As Twitter’s gaming community navigates uncertainty, other platforms stand to benefit
As the situation at Twitter grows increasingly chaotic, gamers aren’t exactly jumping ship from the social media platform — but many fear that its collapse could irreversibly damage the online gaming community. To hedge their bets, both gaming creators and rank-and-file gamers are spending more time and resources on alternative platforms such as Discord, Instagram and YouTube.
Twitter has been mired in controversy since late October, when Elon Musk acquired the company and immediately laid off half of its workforce, telling staffers that bankruptcy was not out of the question.
The social network’s gaming staff were not exempt from the layoffs; although head of gaming content partnerships Rishi Chadha survived the cuts, many of his staff did not.
“The @TwitterGaming handle no longer has life anymore; there’s no one running it,” said industry insider Rod Breslau. “[Musk has] gotten rid of much of the team over there, and it really is not good for our industry, the way that things are going now.”
The bottom line: Twitter’s fate is unclear, and gaming creators have already started actively promoting their presences on alternative channels in preparation for Twitter’s complete meltdown.
“A lot of gamers and gaming figureheads are starting to understand that Twitter is not going to be around forever, especially in the state that it was a year ago,” said Justin Cohen, a top Super Smash Bros. player and a leader of New York City’s Discord community for the game. “So they want to be posting to different, diversified platforms.”
This isn’t as much a case of gamers downloading Discord for the first time — the overwhelming majority were already on the platform — as of gamers and gaming creators consciously laying the groundwork for it to supplant Twitter as their primary community platform.
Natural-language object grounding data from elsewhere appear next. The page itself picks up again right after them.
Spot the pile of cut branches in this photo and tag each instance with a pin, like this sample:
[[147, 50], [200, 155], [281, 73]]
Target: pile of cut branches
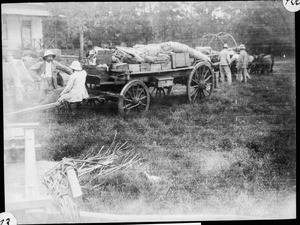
[[105, 162], [92, 167]]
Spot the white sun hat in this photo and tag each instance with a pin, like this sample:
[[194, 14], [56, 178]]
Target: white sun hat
[[48, 52], [242, 46], [76, 65]]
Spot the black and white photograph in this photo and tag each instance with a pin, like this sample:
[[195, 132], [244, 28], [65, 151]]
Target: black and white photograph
[[149, 111]]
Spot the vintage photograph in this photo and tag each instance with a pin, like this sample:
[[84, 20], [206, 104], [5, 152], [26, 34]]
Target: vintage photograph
[[149, 111]]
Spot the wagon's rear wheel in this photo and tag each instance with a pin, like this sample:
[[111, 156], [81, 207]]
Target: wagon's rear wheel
[[200, 82], [134, 97]]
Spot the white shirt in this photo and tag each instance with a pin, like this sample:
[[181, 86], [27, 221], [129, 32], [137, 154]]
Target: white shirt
[[75, 90], [48, 72]]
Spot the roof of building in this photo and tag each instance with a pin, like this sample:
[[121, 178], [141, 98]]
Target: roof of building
[[28, 9]]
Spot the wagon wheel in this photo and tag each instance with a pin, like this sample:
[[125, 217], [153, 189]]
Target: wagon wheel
[[158, 92], [200, 82], [135, 97]]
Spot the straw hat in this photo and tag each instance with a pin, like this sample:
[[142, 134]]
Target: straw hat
[[47, 53], [242, 46], [76, 65]]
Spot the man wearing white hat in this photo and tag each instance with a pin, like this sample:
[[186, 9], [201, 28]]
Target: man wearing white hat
[[242, 63], [75, 90], [48, 70], [224, 58]]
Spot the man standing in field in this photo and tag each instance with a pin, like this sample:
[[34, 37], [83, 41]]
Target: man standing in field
[[47, 70], [242, 63], [224, 58]]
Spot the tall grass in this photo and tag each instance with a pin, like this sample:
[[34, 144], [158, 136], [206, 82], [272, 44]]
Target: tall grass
[[232, 153]]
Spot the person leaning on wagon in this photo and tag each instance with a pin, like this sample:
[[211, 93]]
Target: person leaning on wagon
[[224, 58], [242, 63], [48, 70], [75, 90]]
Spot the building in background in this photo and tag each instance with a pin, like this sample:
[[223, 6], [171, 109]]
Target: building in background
[[22, 25]]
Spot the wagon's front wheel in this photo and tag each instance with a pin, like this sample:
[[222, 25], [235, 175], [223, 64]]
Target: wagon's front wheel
[[134, 97], [200, 82]]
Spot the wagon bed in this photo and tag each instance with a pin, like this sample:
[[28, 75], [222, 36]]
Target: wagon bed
[[133, 90]]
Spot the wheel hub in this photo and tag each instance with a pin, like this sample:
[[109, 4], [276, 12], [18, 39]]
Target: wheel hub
[[135, 100], [202, 86]]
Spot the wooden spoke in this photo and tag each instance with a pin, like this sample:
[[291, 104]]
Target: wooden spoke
[[201, 74], [136, 97], [208, 78]]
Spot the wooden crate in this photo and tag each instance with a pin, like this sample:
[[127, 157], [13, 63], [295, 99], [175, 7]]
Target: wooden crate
[[135, 67], [180, 60], [155, 67], [161, 82], [145, 67], [104, 57], [120, 66], [166, 66]]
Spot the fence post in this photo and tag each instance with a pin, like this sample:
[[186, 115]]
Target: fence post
[[31, 187]]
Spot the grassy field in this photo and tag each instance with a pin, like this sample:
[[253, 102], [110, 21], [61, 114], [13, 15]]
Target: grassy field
[[231, 154]]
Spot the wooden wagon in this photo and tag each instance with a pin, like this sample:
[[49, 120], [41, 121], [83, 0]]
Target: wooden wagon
[[133, 90]]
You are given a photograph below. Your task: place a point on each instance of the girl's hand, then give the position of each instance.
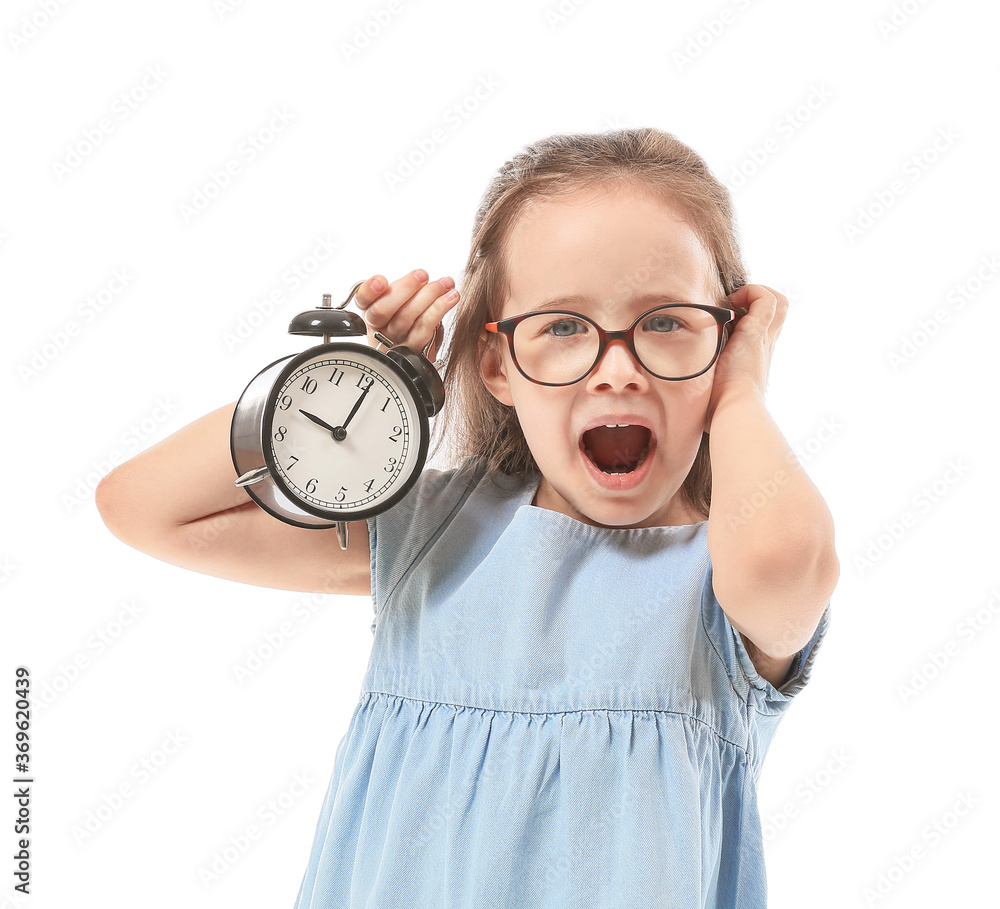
(408, 311)
(743, 365)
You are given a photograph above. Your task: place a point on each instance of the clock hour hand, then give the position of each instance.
(340, 433)
(316, 419)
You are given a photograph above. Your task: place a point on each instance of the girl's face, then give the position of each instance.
(617, 254)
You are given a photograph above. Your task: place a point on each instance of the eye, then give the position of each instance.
(565, 328)
(665, 324)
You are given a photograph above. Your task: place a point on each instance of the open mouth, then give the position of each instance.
(616, 449)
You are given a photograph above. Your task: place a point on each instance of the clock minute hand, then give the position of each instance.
(354, 409)
(316, 419)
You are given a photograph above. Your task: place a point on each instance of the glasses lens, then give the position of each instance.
(555, 347)
(672, 342)
(677, 342)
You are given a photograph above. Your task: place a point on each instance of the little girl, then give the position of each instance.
(586, 630)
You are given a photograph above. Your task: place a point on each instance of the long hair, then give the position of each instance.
(473, 422)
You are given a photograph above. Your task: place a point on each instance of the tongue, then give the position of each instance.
(616, 447)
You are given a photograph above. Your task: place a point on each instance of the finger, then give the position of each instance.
(762, 304)
(413, 315)
(370, 290)
(422, 329)
(391, 296)
(407, 296)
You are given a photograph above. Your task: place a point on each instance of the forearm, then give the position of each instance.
(770, 533)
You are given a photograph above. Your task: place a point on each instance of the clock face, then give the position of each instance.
(344, 433)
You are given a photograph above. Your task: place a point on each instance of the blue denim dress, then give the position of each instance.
(554, 715)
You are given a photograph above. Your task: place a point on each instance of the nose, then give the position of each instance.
(618, 368)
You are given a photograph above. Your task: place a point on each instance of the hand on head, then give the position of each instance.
(743, 365)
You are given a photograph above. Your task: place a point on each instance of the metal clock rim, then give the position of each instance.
(351, 347)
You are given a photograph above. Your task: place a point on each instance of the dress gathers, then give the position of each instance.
(554, 715)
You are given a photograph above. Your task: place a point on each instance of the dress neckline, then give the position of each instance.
(525, 506)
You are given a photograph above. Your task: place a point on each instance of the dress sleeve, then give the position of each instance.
(397, 536)
(743, 675)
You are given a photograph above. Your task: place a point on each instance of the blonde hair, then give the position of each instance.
(475, 423)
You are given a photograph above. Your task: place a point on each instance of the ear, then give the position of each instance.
(493, 370)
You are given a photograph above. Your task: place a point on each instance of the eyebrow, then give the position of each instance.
(649, 299)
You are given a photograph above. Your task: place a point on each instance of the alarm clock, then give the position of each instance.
(338, 432)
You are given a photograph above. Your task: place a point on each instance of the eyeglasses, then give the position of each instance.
(676, 341)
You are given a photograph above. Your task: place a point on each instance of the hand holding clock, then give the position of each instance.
(410, 310)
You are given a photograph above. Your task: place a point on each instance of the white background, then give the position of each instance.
(859, 769)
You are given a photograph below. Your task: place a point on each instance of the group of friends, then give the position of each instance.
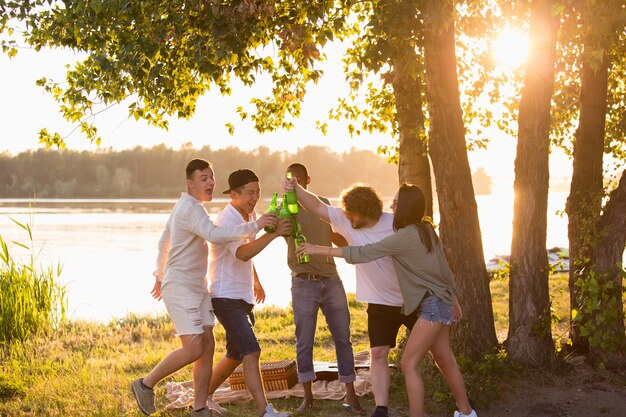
(205, 272)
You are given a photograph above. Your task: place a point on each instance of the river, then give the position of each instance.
(107, 248)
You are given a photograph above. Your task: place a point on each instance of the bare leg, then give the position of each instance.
(420, 341)
(202, 369)
(351, 397)
(224, 368)
(379, 374)
(252, 376)
(190, 351)
(307, 402)
(442, 353)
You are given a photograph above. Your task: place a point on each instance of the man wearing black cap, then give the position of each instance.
(235, 287)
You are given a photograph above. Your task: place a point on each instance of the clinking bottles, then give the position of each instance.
(272, 209)
(300, 239)
(292, 199)
(284, 211)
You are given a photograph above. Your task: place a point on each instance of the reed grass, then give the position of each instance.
(31, 298)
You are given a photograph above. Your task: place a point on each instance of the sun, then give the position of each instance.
(510, 49)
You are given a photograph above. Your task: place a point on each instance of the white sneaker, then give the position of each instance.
(270, 412)
(212, 405)
(459, 414)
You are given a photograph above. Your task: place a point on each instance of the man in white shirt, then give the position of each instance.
(360, 221)
(235, 287)
(182, 283)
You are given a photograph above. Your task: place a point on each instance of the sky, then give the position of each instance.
(26, 108)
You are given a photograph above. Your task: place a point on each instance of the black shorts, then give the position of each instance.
(383, 323)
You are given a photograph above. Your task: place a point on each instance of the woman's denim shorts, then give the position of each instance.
(433, 309)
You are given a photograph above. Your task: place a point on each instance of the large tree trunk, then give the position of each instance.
(530, 338)
(413, 164)
(460, 231)
(585, 199)
(606, 256)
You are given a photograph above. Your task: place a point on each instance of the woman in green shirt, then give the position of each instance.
(427, 284)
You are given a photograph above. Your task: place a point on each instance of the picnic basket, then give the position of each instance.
(280, 375)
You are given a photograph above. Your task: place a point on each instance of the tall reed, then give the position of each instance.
(31, 298)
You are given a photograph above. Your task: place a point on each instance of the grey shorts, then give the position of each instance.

Between Oct. 27 and Nov. 14, Discord’s mobile app was installed approximately 4.8 million times, only a two percent increase from the 4.7 million installs it saw between Oct. 9 and 26, according to data provided by Sensor Tower.
“Discord is purely there as a communal gathering space, which is directly competing with one of the two main features of Twitter,” said Gappy, a Twitch streamer who requested anonymity to avoid jeopardizing potential brand partnerships. “So, if you can’t use Twitter anymore, you might as well use Discord for the entire community management part, as a creator.”
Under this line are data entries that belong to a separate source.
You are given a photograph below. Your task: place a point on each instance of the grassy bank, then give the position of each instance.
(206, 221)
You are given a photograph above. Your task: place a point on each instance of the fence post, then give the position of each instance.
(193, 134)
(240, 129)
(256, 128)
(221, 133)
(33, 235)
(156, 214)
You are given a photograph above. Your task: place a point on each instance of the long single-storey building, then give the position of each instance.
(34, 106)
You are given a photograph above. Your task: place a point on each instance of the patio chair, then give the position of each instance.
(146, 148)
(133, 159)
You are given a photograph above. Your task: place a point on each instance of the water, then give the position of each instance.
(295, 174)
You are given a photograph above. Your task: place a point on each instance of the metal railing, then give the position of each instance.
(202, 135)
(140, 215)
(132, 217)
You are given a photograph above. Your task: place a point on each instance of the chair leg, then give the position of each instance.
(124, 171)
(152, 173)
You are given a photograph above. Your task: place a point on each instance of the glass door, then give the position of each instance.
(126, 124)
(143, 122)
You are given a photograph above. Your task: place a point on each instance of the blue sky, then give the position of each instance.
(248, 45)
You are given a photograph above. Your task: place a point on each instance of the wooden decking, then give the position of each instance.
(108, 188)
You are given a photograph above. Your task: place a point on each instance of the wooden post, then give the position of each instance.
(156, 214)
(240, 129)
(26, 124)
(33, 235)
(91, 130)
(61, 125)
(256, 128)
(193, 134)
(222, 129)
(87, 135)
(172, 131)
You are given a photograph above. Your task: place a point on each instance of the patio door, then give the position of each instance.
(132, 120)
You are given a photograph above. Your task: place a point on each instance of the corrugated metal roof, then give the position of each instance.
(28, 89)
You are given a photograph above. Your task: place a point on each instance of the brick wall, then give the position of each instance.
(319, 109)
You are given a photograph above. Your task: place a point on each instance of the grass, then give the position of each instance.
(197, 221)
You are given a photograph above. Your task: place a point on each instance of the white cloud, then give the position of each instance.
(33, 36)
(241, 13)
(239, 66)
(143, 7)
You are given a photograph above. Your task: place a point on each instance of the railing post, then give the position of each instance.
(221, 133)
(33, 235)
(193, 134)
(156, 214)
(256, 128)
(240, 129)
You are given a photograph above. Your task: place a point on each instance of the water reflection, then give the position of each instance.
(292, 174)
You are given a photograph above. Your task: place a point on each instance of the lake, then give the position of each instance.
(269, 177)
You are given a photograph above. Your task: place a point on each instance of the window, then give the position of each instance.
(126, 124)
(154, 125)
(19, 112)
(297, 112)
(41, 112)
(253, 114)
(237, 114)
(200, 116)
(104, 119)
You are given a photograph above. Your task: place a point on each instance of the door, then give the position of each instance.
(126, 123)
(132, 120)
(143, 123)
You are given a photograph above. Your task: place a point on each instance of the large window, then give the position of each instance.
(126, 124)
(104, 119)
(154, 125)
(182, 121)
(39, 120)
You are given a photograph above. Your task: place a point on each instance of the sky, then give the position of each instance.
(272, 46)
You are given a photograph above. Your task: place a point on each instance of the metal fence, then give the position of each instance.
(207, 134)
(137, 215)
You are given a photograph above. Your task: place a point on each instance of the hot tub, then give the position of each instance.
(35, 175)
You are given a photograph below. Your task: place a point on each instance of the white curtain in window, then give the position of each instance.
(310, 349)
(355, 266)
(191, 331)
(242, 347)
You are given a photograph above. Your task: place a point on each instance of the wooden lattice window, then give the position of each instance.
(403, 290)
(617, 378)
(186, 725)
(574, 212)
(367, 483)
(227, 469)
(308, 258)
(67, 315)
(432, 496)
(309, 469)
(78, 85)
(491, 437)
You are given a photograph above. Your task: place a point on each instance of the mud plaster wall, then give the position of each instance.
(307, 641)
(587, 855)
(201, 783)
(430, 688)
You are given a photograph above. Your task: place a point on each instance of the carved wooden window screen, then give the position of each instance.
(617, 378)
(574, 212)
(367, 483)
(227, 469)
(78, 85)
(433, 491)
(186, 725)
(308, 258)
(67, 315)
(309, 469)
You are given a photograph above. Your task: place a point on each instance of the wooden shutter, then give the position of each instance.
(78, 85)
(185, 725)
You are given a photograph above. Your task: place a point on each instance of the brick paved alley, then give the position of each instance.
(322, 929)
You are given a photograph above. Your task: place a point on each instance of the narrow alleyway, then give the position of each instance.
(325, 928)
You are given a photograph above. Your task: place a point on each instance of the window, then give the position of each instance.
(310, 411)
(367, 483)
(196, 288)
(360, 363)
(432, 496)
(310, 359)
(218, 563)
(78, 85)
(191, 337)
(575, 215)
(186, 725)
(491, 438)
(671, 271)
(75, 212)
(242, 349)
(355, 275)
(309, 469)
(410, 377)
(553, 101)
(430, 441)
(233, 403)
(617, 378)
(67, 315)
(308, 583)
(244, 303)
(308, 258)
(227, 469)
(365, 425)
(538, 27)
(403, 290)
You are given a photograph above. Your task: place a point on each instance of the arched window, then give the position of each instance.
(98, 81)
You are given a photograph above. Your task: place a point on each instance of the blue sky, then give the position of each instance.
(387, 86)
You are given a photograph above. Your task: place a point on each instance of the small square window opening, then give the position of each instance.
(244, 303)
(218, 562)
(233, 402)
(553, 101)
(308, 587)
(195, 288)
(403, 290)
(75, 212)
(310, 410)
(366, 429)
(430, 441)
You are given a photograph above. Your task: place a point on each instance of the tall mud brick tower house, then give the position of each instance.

Streamers are also now feeling increased economic pressure on Twitter, he added, due to the impending need to purchase a Twitter Blue subscription to prevent their posts from being deprioritized.
As gamers and gaming creators look elsewhere to build their communities, Twitter risks losing the attention and advertising dollars of brands trying to reach gamers.
Ad spend on Twitter by gaming companies saw a month-over-month decrease of $131,200 between the first half of October and the first half of November, according to data provided by Sensor Tower, as advertisers across sectors pulled away from the platform, citing its “high risks.”
“If the brands start moving their announcements to different platforms, and migrating somewhere else, to a more trusted sort of space, that’s probably the death knell for Twitter as a default sort of marketing tool,” said Jason Chung, director of esports and gaming at New York University.
Ultimately, the most existential challenge the gaming community faces, with regard to Twitter’s potential collapse, is not the issue of creators posting less content, or of advertisers spending fewer dollars. It’s the fact that the narratives built around gaming and esports — the passion, the rivalries, the hype moments — have traditionally been created and disseminated more on Twitter than on any other social media channel. Without a central platform such as Twitter to bring together the many individuals and communities that make up the esports industry, viewership and engagement of esports could suffer across the board.
“If Twitter went away, I would fear for the participation levels of your average Joe in the Smash community, for people who are not actively entering tournaments, and who are not actively searching for matches,” said Rishi Malhotra, a top Smash competitor and the co-founder of Melee Online, a 22,000-member Discord channel for the game. “Because there are a lot of people that are really just interested in the narrative aspect of following Smash.”